# Last few weeks...



## barefoot (Nov 3, 2011)

Mark Azevedo & I have been fishing together and absolutely destroying the trout n reds and a few flounder all over Santa Rosa County. From the sound to N. bays (Esc./SR), the fish are hungry & feeding.

I even managed to kill my unicorn last week, flounder on rod-n-reel. My FIRST and PERSONAL BEST rod-n-reel flounder in all my years of fishing…never targeted them or even tried very much (always gigged them, it was easier). She measured 22” and was incredibly fat, she had a 5” partially digested fish in her stomach and ate my mr17 of all things.

Winter season is just kicking off. I know some of my other fishermen who will remain nameless have been catching some huge trout already.

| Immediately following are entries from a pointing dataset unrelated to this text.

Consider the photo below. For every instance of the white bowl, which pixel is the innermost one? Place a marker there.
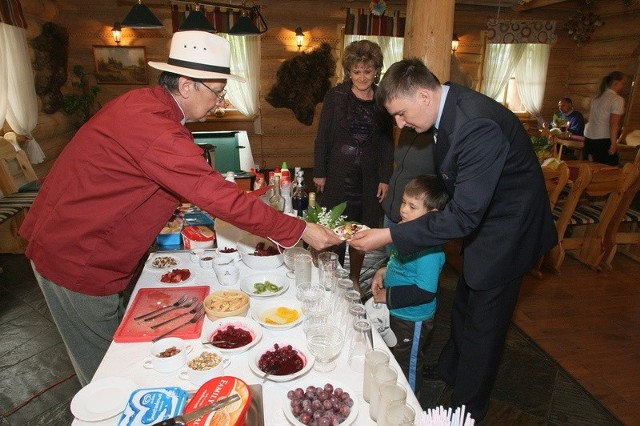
(248, 284)
(211, 327)
(300, 347)
(264, 312)
(290, 254)
(247, 247)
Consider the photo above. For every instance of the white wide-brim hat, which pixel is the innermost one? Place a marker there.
(198, 54)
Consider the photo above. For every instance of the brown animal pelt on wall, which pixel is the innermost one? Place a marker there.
(302, 82)
(51, 49)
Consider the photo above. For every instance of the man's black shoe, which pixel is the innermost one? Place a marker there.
(431, 373)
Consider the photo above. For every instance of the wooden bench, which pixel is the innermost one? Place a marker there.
(12, 204)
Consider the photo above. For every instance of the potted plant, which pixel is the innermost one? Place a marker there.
(83, 103)
(331, 219)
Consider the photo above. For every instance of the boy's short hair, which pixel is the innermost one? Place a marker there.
(430, 188)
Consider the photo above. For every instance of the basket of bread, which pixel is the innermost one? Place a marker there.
(226, 303)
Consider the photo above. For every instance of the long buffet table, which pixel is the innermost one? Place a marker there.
(126, 359)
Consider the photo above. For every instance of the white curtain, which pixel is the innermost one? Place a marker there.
(500, 63)
(531, 75)
(391, 50)
(245, 61)
(18, 100)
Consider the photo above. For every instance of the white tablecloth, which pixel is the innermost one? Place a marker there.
(126, 359)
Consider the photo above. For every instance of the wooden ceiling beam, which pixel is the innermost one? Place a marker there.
(534, 4)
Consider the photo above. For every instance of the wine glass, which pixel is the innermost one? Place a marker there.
(325, 343)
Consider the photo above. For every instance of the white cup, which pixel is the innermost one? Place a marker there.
(195, 255)
(199, 376)
(372, 360)
(389, 393)
(169, 363)
(302, 268)
(206, 262)
(382, 375)
(226, 270)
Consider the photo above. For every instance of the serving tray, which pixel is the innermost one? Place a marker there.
(149, 299)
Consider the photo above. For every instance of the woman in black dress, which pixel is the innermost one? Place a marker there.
(354, 146)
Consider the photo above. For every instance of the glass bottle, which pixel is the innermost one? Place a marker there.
(300, 198)
(276, 201)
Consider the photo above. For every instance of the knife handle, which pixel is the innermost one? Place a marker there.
(168, 422)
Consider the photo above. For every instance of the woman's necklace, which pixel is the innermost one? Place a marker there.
(365, 95)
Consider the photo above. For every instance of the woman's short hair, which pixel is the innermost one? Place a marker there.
(403, 79)
(364, 51)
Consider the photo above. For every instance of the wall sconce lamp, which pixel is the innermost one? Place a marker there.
(299, 37)
(117, 32)
(196, 21)
(454, 43)
(141, 17)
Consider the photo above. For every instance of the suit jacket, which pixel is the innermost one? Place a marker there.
(499, 205)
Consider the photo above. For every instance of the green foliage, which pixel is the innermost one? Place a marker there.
(83, 103)
(541, 146)
(330, 219)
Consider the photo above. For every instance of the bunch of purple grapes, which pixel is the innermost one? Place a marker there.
(320, 406)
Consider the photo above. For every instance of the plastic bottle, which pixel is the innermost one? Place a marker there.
(276, 201)
(300, 199)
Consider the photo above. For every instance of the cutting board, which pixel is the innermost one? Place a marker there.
(149, 299)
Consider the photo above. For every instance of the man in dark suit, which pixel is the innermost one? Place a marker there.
(499, 207)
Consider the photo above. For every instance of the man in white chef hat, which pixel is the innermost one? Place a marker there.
(117, 183)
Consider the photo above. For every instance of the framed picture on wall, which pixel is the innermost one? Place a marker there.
(120, 65)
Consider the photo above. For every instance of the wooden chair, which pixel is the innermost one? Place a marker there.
(623, 234)
(555, 179)
(15, 168)
(581, 227)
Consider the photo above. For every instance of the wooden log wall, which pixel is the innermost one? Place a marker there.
(573, 71)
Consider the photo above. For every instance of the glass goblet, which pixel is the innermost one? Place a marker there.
(325, 344)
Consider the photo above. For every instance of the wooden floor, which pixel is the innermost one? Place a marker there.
(589, 322)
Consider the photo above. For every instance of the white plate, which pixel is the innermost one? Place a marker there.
(286, 406)
(247, 284)
(156, 258)
(300, 347)
(253, 327)
(340, 230)
(187, 281)
(102, 399)
(268, 307)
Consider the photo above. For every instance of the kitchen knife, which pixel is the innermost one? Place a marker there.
(196, 414)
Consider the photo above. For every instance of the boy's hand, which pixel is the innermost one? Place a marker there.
(370, 239)
(377, 286)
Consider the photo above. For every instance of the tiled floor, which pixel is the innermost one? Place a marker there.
(37, 380)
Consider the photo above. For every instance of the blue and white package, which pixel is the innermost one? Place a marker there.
(153, 405)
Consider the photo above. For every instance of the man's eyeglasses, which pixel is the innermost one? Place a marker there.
(219, 95)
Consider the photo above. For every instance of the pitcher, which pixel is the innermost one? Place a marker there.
(226, 269)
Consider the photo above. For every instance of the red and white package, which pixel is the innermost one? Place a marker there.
(215, 389)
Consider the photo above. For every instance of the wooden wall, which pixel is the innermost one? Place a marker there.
(573, 71)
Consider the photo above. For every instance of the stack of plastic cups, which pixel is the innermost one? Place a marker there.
(327, 266)
(359, 344)
(317, 315)
(381, 376)
(356, 312)
(372, 361)
(343, 285)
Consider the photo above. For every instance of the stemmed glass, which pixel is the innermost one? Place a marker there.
(325, 343)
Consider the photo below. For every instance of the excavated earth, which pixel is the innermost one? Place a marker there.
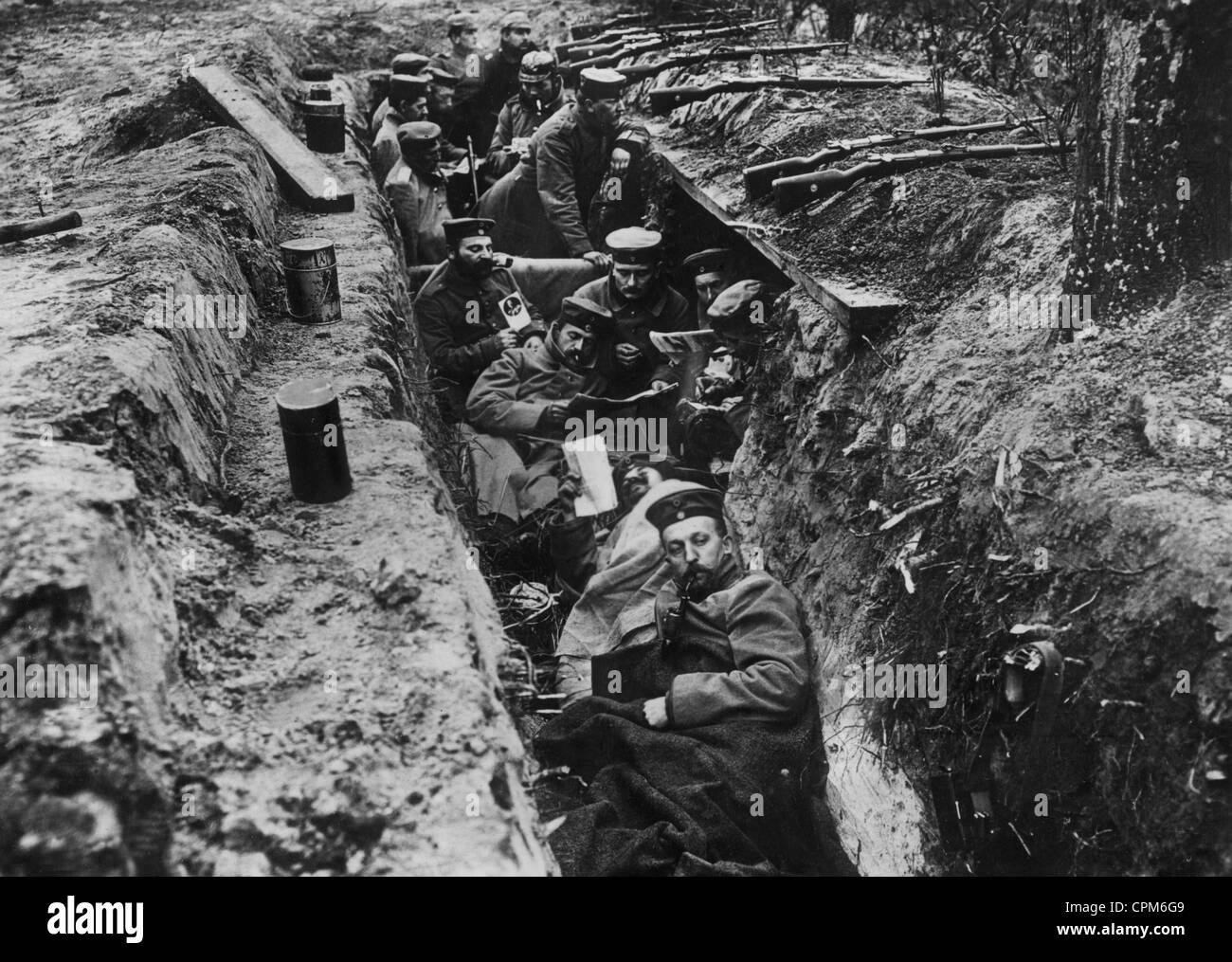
(1110, 527)
(299, 689)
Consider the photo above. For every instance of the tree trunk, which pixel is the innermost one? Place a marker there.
(839, 19)
(1153, 192)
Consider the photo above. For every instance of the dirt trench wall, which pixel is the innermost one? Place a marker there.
(132, 523)
(1109, 525)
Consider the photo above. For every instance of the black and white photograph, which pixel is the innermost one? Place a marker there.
(619, 439)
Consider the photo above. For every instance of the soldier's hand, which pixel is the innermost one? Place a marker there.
(627, 354)
(620, 161)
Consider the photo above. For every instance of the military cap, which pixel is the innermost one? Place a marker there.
(600, 84)
(693, 502)
(408, 86)
(536, 65)
(443, 78)
(734, 305)
(707, 263)
(516, 19)
(635, 245)
(588, 316)
(418, 134)
(461, 228)
(409, 63)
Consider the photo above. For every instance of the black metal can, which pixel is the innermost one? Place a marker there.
(324, 126)
(312, 435)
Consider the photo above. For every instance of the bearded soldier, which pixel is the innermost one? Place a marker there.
(417, 192)
(528, 391)
(541, 94)
(408, 103)
(468, 312)
(542, 206)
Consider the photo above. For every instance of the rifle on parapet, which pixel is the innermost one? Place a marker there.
(664, 100)
(759, 177)
(563, 49)
(639, 20)
(793, 192)
(641, 72)
(611, 53)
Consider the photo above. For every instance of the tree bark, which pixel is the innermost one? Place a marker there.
(1153, 191)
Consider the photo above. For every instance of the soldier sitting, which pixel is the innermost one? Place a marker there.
(541, 94)
(640, 299)
(528, 391)
(405, 64)
(408, 103)
(417, 192)
(468, 312)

Should be a good winter season.

Tight lines everyone. Enjoy the photos.


----------



## Boat-Dude (Sep 24, 2011)

That is one stud flounder!!! Lets eat!


----------



## lobsterman (Sep 30, 2007)

You wore them out for sure! Great job.


----------



## 16983 (Sep 12, 2011)

Damn nice Flounder Bruce


----------



## Addskewed (Jun 19, 2017)

Wow! I'm getting envious over here. I would need a bigger oven. Great report


----------



## barefoot (Nov 3, 2011)

Thanks Ya'll.
Yep, she was big and delicious!


----------



## Jason (Oct 2, 2007)

That is awesome the flattie ate the MR!!! Looks like a fine day brother!!!


----------



## Skiffer (Jan 28, 2015)

Some nice looking fish there Bruce.


----------



## Jgatorman (Jun 8, 2013)

Excellent work!!!


----------



## Foulhook (Apr 26, 2010)

Nice job, way to rub it in for those of us too busy to get on the water.


----------



## SurfRidr (Apr 24, 2012)

Foulhook said:


> Nice job, way to rub it in for those of us too busy to get on the water.




Amen!

I live vicariously through you guys. 

Although it wasn't a kayak, I fish a lot of the same types of water, and I did manage to get into some big reds a few weeks back, discovered by accident they wanted moving baits as I reeled a jerk bait in fast to make another cast. Ended up hooking 5 big reds over the course of the day. My only trip in weeks and weeks so it was pretty cool.


----------